You are viewing a plain text version of this content. The canonical link for it is here.
Posted to user@flink.apache.org by Anirudh Mallem <an...@247-inc.com> on 2016/12/01 08:35:20 UTC

Query regarding state backend for Custom Map Function

Hi Everyone,
I am trying to understand the Working With State feature page of the Flink documentation.
 My question is in case I am using a ValueState in my CustomMap class to store my states with the RocksDb as my state backend then it is clear that every state value is stored in RocksDb.
Now instead of a ValueState if I just use a normal Java Hashmap to store my states and implement the Checkpointed interface then will the entire HashMap reside on the RocksDb backend or will the HashMap be in memory and just the snapshots sent to RocksDb? I am trying to see what will I lose/gain if I have my own data structure to do state maintenance. Thanks.

Regards,
Anirudh

Re: Query regarding state backend for Custom Map Function

Posted by Stefan Richter <s....@data-artisans.com>.
Hi,

unfortunately, I think it is a little unlikely that it will still make it into 1.2.

Best,
Stefan

> Am 01.12.2016 um 20:29 schrieb Anirudh Mallem <an...@247-inc.com>:
> 
> Thanks a lot Stefan. I got what I was looking for. Is the MapState functionality coming as a part of the 1.2 release? 
> 
> From: Stefan Richter
> Reply-To: "user@flink.apache.org <ma...@flink.apache.org>"
> Date: Thursday, December 1, 2016 at 2:53 AM
> To: "user@flink.apache.org <ma...@flink.apache.org>"
> Subject: Re: Query regarding state backend for Custom Map Function
> 
> Hi,
> 
> using the ValueState and RocksDB to store a map inside the value state means that you will have a different map for each key, which is automatically swapped on a per record basis, depending on the record’s key. If you are using a map and Checkpointed, there is only one map and your code is responsible for dispatching state between different keys.
> 
> If you use a map and Checkpointed, the map will be on the heap and the checkpoint will go directly against the filesystem; this is independent of the chosen backend, so no RocksDB is involved.
> 
> On a further note, we are working on an alternative to ValueState that is like a MapState. In contrast to ValueState, MapState does not deserialize the whole map on each access, but can access individual key/value pairs. This might be what you are looking for.
> 
> Best,
> Stefan
> 
> 
>> Am 01.12.2016 um 09:35 schrieb Anirudh Mallem <anirudh.mallem@247-inc.com <ma...@247-inc.com>>:
>> 
>> Hi Everyone,
>> I am trying to understand the Working With State feature page of the Flink documentation.
>>  My question is in case I am using a ValueState in my CustomMap class to store my states with the RocksDb as my state backend then it is clear that every state value is stored in RocksDb. 
>> Now instead of a ValueState if I just use a normal Java Hashmap to store my states and implement the Checkpointed interface then will the entire HashMap reside on the RocksDb backend or will the HashMap be in memory and just the snapshots sent to RocksDb? I am trying to see what will I lose/gain if I have my own data structure to do state maintenance. Thanks. 
>> 
>> Regards,
>> Anirudh 
> 


Re: Query regarding state backend for Custom Map Function

Posted by Anirudh Mallem <an...@247-inc.com>.
Thanks a lot Stefan. I got what I was looking for. Is the MapState functionality coming as a part of the 1.2 release?

From: Stefan Richter
Reply-To: "user@flink.apache.org<ma...@flink.apache.org>"
Date: Thursday, December 1, 2016 at 2:53 AM
To: "user@flink.apache.org<ma...@flink.apache.org>"
Subject: Re: Query regarding state backend for Custom Map Function

Hi,

using the ValueState and RocksDB to store a map inside the value state means that you will have a different map for each key, which is automatically swapped on a per record basis, depending on the record’s key. If you are using a map and Checkpointed, there is only one map and your code is responsible for dispatching state between different keys.

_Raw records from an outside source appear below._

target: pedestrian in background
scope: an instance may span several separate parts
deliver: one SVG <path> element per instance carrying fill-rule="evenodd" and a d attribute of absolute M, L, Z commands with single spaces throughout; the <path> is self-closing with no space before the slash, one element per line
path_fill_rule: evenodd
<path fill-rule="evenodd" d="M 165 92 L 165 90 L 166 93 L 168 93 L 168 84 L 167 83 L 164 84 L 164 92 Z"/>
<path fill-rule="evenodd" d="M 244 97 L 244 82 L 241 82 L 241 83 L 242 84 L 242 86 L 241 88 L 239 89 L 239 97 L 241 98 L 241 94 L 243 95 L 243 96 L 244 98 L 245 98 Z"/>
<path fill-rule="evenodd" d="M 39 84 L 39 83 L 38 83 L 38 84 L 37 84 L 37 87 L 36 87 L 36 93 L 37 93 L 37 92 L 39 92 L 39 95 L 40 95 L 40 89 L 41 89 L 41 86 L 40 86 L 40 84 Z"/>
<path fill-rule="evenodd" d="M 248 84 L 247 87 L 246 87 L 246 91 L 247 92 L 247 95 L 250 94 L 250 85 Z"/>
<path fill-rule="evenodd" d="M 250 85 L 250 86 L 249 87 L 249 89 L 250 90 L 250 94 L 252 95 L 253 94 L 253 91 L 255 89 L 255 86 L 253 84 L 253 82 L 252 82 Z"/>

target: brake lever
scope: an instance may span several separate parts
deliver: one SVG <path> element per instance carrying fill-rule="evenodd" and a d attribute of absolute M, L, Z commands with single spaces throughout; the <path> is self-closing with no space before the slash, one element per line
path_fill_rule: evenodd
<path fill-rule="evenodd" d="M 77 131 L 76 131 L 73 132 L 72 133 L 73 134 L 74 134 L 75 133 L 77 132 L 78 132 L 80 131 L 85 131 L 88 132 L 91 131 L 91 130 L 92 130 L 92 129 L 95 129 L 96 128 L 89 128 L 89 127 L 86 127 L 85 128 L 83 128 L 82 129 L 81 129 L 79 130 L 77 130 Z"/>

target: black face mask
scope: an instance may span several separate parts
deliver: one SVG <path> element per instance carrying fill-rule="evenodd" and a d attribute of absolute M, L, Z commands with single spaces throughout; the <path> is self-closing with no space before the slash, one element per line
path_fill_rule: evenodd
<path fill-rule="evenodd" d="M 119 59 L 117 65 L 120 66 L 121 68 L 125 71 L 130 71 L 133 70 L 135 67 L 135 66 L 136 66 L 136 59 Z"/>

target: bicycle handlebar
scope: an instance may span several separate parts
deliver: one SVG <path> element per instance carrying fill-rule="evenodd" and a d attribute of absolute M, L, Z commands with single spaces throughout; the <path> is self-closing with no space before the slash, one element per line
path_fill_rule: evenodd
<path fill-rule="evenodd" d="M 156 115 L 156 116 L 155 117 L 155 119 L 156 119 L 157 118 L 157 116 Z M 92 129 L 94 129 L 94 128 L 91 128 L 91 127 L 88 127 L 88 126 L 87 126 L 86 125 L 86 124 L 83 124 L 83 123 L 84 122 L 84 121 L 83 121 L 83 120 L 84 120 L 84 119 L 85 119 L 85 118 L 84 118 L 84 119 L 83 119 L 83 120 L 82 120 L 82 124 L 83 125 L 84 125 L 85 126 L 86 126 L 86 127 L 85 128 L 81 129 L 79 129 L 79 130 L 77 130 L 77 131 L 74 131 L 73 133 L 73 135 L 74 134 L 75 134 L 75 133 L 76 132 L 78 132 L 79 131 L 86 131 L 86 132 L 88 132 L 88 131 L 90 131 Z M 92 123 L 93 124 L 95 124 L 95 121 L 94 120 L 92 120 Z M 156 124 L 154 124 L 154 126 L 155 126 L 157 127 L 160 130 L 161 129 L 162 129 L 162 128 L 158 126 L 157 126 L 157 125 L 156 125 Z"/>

If you use a map and Checkpointed, the map will be on the heap and the checkpoint will go directly against the filesystem; this is independent of the chosen backend, so no RocksDB is involved.

On a further note, we are working on an alternative to ValueState that is like a MapState. In contrast to ValueState, MapState does not deserialize the whole map on each access, but can access individual key/value pairs. This might be what you are looking for.

Best,
Stefan


Am 01.12.2016 um 09:35 schrieb Anirudh Mallem <an...@247-inc.com>>:

Hi Everyone,
I am trying to understand the Working With State feature page of the Flink documentation.
 My question is in case I am using a ValueState in my CustomMap class to store my states with the RocksDb as my state backend then it is clear that every state value is stored in RocksDb.
Now instead of a ValueState if I just use a normal Java Hashmap to store my states and implement the Checkpointed interface then will the entire HashMap reside on the RocksDb backend or will the HashMap be in memory and just the snapshots sent to RocksDb? I am trying to see what will I lose/gain if I have my own data structure to do state maintenance. Thanks.

Regards,
Anirudh


Re: Query regarding state backend for Custom Map Function

Posted by Stefan Richter <s....@data-artisans.com>.
Hi,

using the ValueState and RocksDB to store a map inside the value state means that you will have a different map for each key, which is automatically swapped on a per record basis, depending on the record’s key. If you are using a map and Checkpointed, there is only one map and your code is responsible for dispatching state between different keys.

If you use a map and Checkpointed, the map will be on the heap and the checkpoint will go directly against the filesystem; this is independent of the chosen backend, so no RocksDB is involved.

On a further note, we are working on an alternative to ValueState that is like a MapState. In contrast to ValueState, MapState does not deserialize the whole map on each access, but can access individual key/value pairs. This might be what you are looking for.

Best,
Stefan


> Am 01.12.2016 um 09:35 schrieb Anirudh Mallem <an...@247-inc.com>:
> 
> Hi Everyone,
> I am trying to understand the Working With State feature page of the Flink documentation.
>  My question is in case I am using a ValueState in my CustomMap class to store my states with the RocksDb as my state backend then it is clear that every state value is stored in RocksDb. 
> Now instead of a ValueState if I just use a normal Java Hashmap to store my states and implement the Checkpointed interface then will the entire HashMap reside on the RocksDb backend or will the HashMap be in memory and just the snapshots sent to RocksDb? I am trying to see what will I lose/gain if I have my own data structure to do state maintenance. Thanks. 
> 
> Regards,
> Anirudh